Yvette Cooper has announced plans to crackdown on cybercrime during the last day of the Labour Party Conference in Brighton.

In a 2011 Cabinet Office Report it was estimated that cybercrime costs Britain somewhere in the region of £27 billion per year with the government bearing £2 billion of that total and individuals losing to the tuner of £3 billion per annum.

Cooper claimed that fraud is up by 30%, adding that, “we know that’s [only] the tip of the iceberg because most online crime like credit card and identity fraud goes unreported.”

The shadow Home Secretary said that if the Labour Party forms the next UK government after the next general election then it will launch a targeted response to digital crimes such as internet shopping fraud. She also committed a future Labour government to creating new legislation which would make identity theft a specific criminal offence that would be far easier to prosecute.

A report in July from the all-party home affairs select committee discovered that hackers who stole money online were receiving far shorter sentences than if they had physically robbed a bank.

“We need changes in the law to make it easier to prosecute identity theft,” said Cooper, “When the credit card companies and banks write off so much fraud we all lose out from higher charges,” adding that, “The police don’t have the skills, the equipment or the structures to cope. Families are already facing pressure and they will have to pay an ever higher price.”

Cooper also committed her party to two major new initiatives which would help in the battle against online crime.

The first would be a new organisation charged with challenging online fraud. The industry-backed body – known as FraudWatch – would be modelled on the Internet Watch Foundation which already tackles some forms of online crime, especially with regard to children.

The second program, known as “Police First” would be based on Teach First and will look to recruit the best tech graduates into the police force in order to improve their ability to police cybercrime. Personally I wonder if this will work as I suspect police salaries may be too low to attract the best candidates?

Ms Cooper said, “We live our lives online now, but criminals know that too. It’s a big risk for business – online trade should be a big area for economic growth – and it’s a big cost for all of us. When the credit card companies and banks write off so much fraud we all lose out from higher charges.”
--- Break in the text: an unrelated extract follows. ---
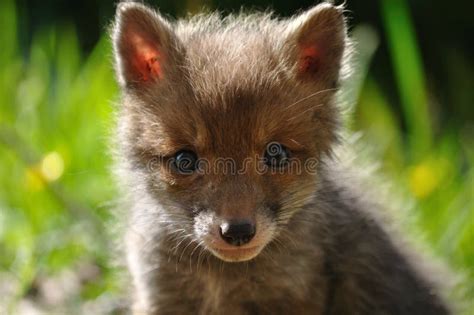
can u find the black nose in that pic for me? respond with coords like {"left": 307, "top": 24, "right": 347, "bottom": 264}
{"left": 219, "top": 220, "right": 256, "bottom": 246}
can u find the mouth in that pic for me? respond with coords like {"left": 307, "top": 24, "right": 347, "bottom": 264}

Cooper criticised the Education Secretary, Michael Gove, whom she accused of blocking the internet from being mentioned as part of school sex education lessons. She said the secretary, and the coalition government as a whole, had not, “faced up to the 21st century pressures on our children.”

She instead claimed that a Labour government would update the curriculum to include the web and said such  lessons would be compulsory – “We need a Labour government to make sure there is updated sex and relationship education for boys and girls – zero tolerance of violence.”